Liputan6.com, Jakarta Bank Indonesia menaikkan suku bunga acuan menjadi 5,75 persen pada Januari 2023. Selain itu, suku bunga Deposit Facility juga naik 25 bps menjadi 5,00 persen, dan suku bunga Lending Facility sebesar 25 bps menjadi 6,50 persen.
Kepala Badan Pusat Statistik (BPS), Margo Yuwono mengatakan kenaikan suku bunga Bank Indonesia merupakan upaya pengendalian inflasi. Suku bunga acuan dinaikkan untuk mengurangi permintaan.
Advertisement
"Sebenernya kebijakan kenaikan suku bunga dilakukan untuk kurangi permintaan," kata Margo di Gedung BPS, Jakarta Pusat, Rabu (1/2).
Margo menjelaskan gangguan rantai pasok yang terjadi saat ini telah mengakibatkan kenaikan inflasi. Sebab distribusinya bermasalah sementara permintaan produk tetap atau mengalami peningkatan.
"Kalau rantai pasok belum pulih dan permintaan terus meningkat, bisa ada inflasi," kata dia.
Hal inilah kata Margo yang terjadi dalam beberapa waktu terakhir baik di tingkat global maupun dalam negeri. Terganggunya rantai pasok menyebabkan negara-negara di dunia mengalami kenaikan inflasi.
" Makanya negara itu melakukan kenaikan suku bunga untuk mengerem permintaan agar inflasi terkendali," kata dia.
Begitu juga dengan yang terjadi di Indonesia. Kenaikan inflasi direspon pemerintah dengan menaikkan suku bunga acuan. "Jadi ini sebagai respon dari bank sentral terhadap pengendalian inflasi," tutupnya.

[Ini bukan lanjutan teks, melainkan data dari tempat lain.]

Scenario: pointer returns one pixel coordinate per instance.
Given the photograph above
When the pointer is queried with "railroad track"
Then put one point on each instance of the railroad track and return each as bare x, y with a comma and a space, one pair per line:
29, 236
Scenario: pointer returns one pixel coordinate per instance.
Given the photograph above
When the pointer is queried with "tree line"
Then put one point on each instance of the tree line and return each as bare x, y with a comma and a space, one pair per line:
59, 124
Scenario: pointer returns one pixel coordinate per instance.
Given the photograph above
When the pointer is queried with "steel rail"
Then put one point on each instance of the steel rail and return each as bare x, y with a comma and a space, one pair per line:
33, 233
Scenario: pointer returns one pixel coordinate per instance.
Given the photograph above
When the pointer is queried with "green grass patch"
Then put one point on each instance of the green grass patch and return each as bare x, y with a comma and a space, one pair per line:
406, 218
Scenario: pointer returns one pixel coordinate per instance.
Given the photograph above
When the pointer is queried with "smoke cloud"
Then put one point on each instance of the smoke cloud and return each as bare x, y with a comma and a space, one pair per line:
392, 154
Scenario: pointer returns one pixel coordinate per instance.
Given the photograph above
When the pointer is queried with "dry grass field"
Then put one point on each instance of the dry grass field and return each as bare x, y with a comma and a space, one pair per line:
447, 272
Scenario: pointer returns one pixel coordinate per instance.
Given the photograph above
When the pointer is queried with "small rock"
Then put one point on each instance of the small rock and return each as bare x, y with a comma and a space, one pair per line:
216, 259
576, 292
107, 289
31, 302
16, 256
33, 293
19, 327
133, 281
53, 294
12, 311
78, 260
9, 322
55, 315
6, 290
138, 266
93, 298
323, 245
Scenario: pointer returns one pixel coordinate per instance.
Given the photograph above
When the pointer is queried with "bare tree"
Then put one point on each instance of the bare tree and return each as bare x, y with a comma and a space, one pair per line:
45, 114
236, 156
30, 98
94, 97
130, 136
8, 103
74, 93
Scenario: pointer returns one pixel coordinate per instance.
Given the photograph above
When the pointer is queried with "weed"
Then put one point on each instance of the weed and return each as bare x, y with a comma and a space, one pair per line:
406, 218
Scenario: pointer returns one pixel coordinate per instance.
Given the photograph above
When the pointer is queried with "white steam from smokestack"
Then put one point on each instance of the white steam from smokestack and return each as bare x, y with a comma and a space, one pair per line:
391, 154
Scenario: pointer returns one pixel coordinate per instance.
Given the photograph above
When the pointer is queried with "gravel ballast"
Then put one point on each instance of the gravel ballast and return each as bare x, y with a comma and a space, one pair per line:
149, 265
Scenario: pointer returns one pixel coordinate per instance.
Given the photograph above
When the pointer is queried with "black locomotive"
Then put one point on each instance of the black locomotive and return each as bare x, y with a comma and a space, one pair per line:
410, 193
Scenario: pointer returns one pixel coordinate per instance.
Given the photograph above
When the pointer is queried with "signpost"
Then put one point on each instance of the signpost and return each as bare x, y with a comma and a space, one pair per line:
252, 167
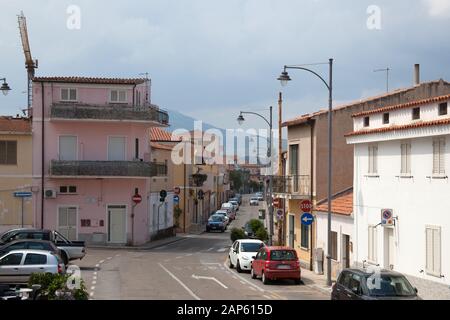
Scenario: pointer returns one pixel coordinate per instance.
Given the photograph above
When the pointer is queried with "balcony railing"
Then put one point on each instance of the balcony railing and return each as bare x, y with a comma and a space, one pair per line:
76, 111
295, 184
107, 168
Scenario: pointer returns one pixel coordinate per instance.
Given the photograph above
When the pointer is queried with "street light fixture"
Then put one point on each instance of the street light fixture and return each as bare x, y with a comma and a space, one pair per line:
241, 120
5, 87
284, 79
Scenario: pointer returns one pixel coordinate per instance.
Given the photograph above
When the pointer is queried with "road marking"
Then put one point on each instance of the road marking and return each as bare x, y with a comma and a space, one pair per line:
180, 282
209, 278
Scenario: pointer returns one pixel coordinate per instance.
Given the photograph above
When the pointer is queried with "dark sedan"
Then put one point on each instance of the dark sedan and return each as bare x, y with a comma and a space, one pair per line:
360, 284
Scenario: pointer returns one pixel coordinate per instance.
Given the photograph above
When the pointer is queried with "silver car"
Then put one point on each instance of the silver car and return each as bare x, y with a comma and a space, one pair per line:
16, 266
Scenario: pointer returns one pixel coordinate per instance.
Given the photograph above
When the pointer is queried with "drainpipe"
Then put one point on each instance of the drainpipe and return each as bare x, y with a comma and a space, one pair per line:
42, 155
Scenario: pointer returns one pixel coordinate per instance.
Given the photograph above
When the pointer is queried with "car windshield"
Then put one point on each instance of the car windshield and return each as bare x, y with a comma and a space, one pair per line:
280, 255
390, 285
251, 247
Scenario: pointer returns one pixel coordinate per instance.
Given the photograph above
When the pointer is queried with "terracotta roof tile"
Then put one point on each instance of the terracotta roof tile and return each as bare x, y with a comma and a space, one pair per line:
15, 125
341, 204
401, 127
90, 80
404, 105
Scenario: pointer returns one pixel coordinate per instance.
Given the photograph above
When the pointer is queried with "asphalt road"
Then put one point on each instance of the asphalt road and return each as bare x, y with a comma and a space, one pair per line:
194, 268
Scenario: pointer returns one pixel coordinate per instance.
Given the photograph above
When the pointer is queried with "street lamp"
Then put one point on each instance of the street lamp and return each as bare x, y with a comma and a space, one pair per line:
5, 87
241, 120
284, 78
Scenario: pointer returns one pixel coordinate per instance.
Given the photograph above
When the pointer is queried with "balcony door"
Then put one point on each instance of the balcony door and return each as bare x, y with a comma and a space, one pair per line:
116, 148
68, 148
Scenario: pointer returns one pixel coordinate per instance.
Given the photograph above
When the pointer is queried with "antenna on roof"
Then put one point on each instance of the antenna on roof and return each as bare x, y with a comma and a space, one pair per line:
387, 76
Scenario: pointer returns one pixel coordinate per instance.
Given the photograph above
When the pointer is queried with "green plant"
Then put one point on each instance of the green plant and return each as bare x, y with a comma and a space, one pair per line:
237, 234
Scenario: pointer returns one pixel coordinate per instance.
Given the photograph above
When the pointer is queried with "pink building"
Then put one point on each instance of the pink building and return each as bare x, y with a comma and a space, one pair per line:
91, 154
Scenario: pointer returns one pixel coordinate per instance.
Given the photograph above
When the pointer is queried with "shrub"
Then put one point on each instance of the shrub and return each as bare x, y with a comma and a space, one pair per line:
237, 234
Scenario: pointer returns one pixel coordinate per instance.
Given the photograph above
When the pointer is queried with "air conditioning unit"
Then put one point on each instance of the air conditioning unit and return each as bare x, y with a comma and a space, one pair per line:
50, 194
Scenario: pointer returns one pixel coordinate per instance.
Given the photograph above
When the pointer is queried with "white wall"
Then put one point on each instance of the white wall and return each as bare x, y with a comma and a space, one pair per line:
417, 202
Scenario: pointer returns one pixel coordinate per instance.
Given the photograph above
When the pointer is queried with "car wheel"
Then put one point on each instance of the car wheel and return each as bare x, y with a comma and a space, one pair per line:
264, 279
238, 267
230, 264
253, 274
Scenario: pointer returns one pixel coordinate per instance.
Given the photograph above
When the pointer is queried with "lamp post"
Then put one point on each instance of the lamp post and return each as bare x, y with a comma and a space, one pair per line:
284, 79
5, 87
241, 120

Dampak Kenaikan Suku Bunga Sudah Terlihat, Ekonomi Melambat
Badan Kebijakan Fiskal (BKF) Kementerian Keuangan (Kemenkeu) menilai kenaikan suku bunga acuan bisa mempengaruhi pertumbuhan ekonomi. Meski, penyesuaian suku bunga acuan ini juga mampu mengendalikan inflasi.
Analis Kebijakan Ahli Madya BKF Kementerian Keuangan Rahadian Zulfadin mengungkapkan, langkah yang dilakukan sejumlah negara mengendalikan inflasi dengan menaikkan suku bunga bisa jadi tantangan pertumbuhan ekonomi. Itu jadi tantangan baru pasca ada ancaman stagflasi yang menyasar sejumlah negara di dunia.

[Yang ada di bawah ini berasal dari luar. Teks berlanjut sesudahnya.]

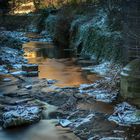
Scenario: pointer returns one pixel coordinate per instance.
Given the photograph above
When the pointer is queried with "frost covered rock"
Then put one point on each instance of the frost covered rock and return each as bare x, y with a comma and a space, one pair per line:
21, 116
125, 114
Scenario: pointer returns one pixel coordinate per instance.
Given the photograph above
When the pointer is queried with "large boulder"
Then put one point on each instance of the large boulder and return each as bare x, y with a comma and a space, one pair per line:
130, 82
21, 115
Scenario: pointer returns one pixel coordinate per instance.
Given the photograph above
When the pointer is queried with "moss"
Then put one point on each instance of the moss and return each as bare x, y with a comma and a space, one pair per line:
96, 38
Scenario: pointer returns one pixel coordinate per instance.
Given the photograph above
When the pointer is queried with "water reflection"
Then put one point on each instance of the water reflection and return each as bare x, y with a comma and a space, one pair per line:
55, 63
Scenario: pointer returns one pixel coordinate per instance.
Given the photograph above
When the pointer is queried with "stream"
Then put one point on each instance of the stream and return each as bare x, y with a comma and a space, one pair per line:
61, 65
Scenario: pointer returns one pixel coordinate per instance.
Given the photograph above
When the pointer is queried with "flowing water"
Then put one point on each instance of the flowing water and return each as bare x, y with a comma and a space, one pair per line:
57, 63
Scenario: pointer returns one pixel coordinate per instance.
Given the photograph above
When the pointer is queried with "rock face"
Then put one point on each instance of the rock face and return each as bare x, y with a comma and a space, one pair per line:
31, 70
130, 82
21, 115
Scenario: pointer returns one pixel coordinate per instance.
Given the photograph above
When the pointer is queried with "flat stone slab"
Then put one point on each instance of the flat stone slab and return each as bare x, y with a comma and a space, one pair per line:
30, 67
21, 115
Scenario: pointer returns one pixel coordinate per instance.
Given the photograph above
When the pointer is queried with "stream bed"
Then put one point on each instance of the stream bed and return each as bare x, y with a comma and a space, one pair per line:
84, 117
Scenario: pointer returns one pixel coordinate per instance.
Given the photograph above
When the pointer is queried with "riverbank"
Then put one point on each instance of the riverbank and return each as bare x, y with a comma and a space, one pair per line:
85, 109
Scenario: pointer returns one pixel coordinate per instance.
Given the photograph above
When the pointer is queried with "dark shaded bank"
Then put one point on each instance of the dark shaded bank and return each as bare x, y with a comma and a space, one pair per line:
90, 30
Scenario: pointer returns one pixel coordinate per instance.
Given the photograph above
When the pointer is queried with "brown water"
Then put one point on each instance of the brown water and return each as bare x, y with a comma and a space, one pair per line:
56, 63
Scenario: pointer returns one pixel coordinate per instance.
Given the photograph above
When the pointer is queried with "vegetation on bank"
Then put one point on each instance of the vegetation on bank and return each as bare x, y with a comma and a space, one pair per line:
90, 28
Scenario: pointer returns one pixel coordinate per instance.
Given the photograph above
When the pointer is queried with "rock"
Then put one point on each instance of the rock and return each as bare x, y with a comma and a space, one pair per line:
64, 122
21, 115
31, 74
30, 70
130, 82
50, 81
28, 87
125, 114
18, 73
7, 80
112, 138
30, 67
82, 121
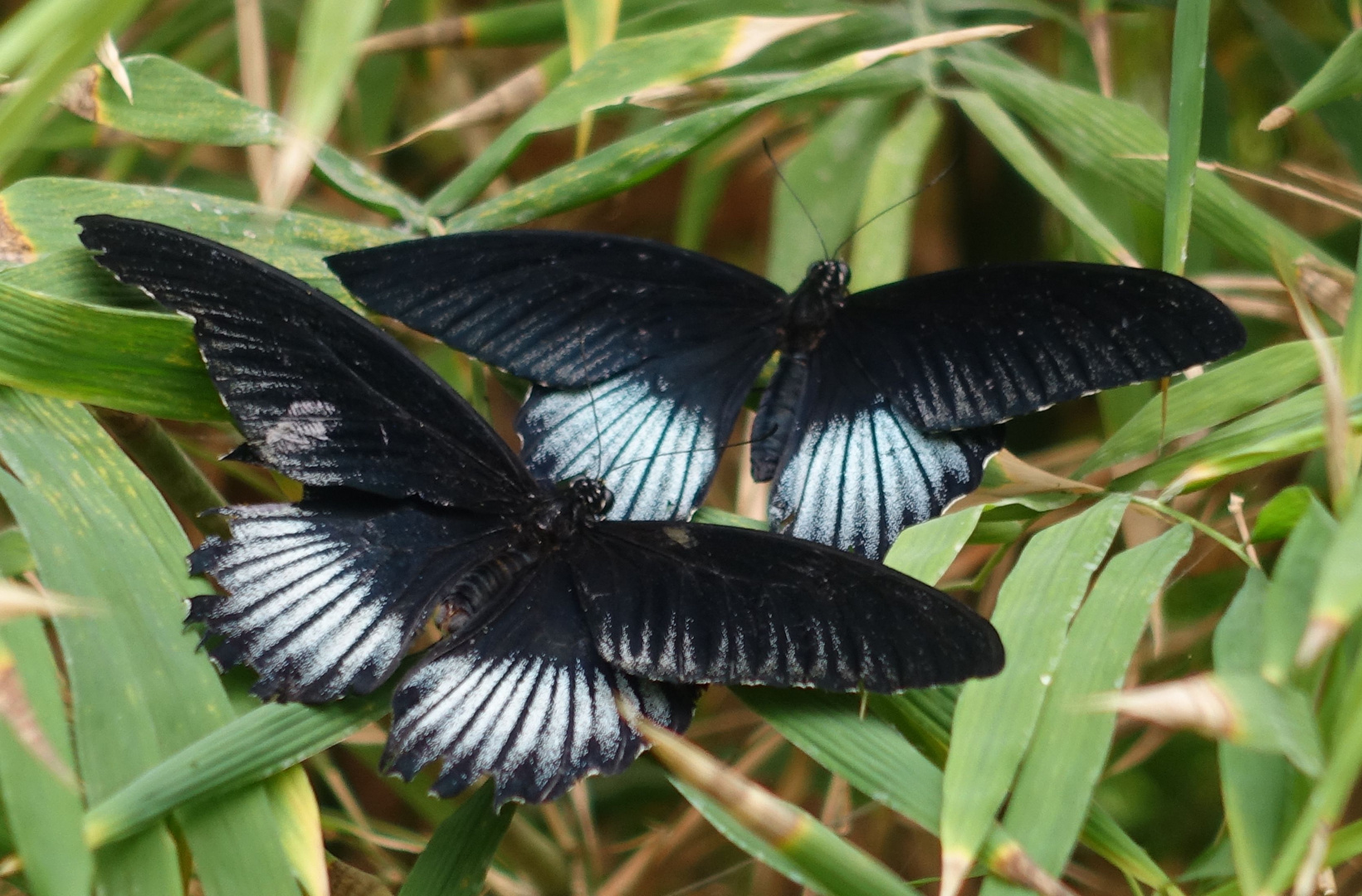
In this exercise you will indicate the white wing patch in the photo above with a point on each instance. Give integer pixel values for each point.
(301, 428)
(652, 450)
(323, 601)
(856, 482)
(535, 723)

"Kemarin ada (ancaman) stagflasi, sekarang risikonya sudah sedikit bergeser, jadi inflasinya sudah sedikit terkendali tekanannya," kata dia dalam KAPj Goes to Campus: Economic and Taxation Outlook Year 2023, Rabu (25/1/2023).
"Tapi kemudian kita akan melihat bahwa respons kebijakan moneter yang sangat agresif di banyak negara untuk mengatasi inflasi yang sekarang akhirnya sudah menunjukkan hasilnya, cukup mereda itu, itu kemudian berdampak pada ekonomi yang melambat," sambungnya.
Rahadian menjelaskan, memang kebijakan semacam pengetatan suku bunga ini memiliki dampak yang cukup panjang. Dampaknya bisa berlangsung antara 2 kuartal hingga 1 tahun.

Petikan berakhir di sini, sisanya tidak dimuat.